I believe a weighted ball program has advantages. BUT, before starting your son on a weight ball program, I suggest your son have a good understanding of pitching fundamentals and mechanics. This should come first. The weighted balls can only enhance your performance after a true understanding of mechanics.
I have been doing tons of research on all things related to velocity, training and biomechanics for my high school age son and have been sceptical of weighted ball programs. This is a very interesting study done by a reputable guy who is well known in the baseball training arena. In fact, I have seen Driveline refer their readers to Mike Reinhold in various blog post as an authority on biomechanics and training for pitchers. The results don’t look good for weighted balls as a safe method to increase velocity.
Here is the summary:
We performed a 6-week weighted ball training program with high school baseball pitchers.
Players gradually ramped up over the 6-weeks to include kneeling, rocker, and run-and-gun throws with balls ranging from 2oz to 32 oz. All participants had been throwing and weight training prior to prepare for the program. We modeled this off very commonly performed programs. We feel that this program, if anything, is more conservative than many of the programs we have seen. Many other programs are longer, have less of a ramp up, and include balls that are even heavier. Also realize that throwing a heavier ball with less intensity over a longer period of time is likely more stressful on the body, it’s just physics.
The max weight, 32oz, was used for a total of 18 full effort run and gun throws. This represents only 3% of the total balls thrown over a 6-week period.
A control group was used that did not perform the weighted ball program.
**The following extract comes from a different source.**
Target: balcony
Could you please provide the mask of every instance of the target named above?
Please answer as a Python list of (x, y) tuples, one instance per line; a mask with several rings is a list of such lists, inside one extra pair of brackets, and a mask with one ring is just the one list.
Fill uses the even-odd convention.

After 6 weeks, the weighted ball group did increase velocity by 3.3%. It should be noted, though, that 8% showed no change, and 12% showed a decrease in pitch velocity. Furthermore, 67% of the control group also showed an increase in pitch velocity.
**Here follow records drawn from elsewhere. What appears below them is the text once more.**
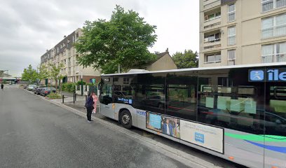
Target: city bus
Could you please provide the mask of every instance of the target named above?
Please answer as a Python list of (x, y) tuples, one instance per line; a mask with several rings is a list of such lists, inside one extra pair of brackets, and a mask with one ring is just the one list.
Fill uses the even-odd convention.
[(286, 64), (102, 74), (101, 114), (249, 167), (286, 167)]

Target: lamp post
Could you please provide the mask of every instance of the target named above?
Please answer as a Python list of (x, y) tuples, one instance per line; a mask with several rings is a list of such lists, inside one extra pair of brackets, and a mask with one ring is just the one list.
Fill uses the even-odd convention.
[(83, 71), (81, 71), (81, 96), (83, 95)]

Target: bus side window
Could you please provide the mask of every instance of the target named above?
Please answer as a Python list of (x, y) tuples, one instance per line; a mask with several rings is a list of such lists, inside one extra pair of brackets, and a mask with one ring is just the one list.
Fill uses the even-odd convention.
[(112, 103), (112, 85), (107, 83), (102, 85), (102, 92), (100, 97), (100, 103), (109, 104)]

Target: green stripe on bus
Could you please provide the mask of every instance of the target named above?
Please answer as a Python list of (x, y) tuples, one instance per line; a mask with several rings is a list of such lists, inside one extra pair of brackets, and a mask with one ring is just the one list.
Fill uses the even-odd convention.
[(234, 138), (252, 141), (275, 141), (275, 142), (286, 142), (286, 136), (275, 136), (275, 135), (255, 135), (255, 134), (235, 134), (225, 132), (224, 135)]

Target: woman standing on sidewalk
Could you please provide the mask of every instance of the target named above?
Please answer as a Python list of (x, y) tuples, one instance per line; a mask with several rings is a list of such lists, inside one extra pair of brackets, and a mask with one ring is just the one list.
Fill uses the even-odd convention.
[(97, 103), (97, 96), (95, 94), (95, 92), (93, 92), (93, 113), (96, 113), (96, 104)]

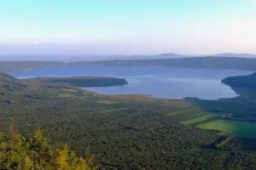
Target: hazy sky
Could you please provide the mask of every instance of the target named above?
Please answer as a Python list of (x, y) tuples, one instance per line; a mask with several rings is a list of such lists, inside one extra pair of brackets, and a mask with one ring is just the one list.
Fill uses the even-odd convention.
[(256, 54), (256, 0), (0, 0), (0, 54)]

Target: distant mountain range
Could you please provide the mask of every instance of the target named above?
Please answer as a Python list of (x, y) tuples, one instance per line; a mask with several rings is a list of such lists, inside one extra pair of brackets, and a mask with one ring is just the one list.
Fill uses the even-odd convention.
[(256, 58), (252, 54), (225, 53), (212, 55), (183, 55), (177, 54), (160, 54), (155, 55), (0, 55), (0, 60), (5, 61), (99, 61), (113, 60), (154, 60), (154, 59), (183, 59), (192, 57), (237, 57), (237, 58)]

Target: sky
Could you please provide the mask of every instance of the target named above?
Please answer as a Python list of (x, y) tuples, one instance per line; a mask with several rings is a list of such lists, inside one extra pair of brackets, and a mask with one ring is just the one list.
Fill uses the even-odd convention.
[(0, 0), (0, 55), (256, 54), (256, 0)]

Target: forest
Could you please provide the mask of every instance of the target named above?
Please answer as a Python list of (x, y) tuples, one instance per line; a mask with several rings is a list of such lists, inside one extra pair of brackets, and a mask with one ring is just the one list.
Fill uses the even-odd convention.
[(0, 76), (0, 128), (26, 138), (38, 128), (98, 169), (254, 169), (253, 139), (181, 123), (194, 103), (102, 95), (70, 84)]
Arm speed and arm strength did not increase, and biomechanics did not change, meaning the gain in velocity was not from any of these commonly theorized reasons. In fact, arm strength was up in the control group, suggesting that a weighted ball program may actually inhibit strength gains.
The weighted ball group showed almost a 5 degree increase in shoulder external rotation, or layback. This has been correlated in previous studies to both velocity and stress on the arm.
The weighted ball group had a 24% injury rate. Half of these did not occur during the study, they occurred the next season, which is an important finding. There were no injuries in the control group.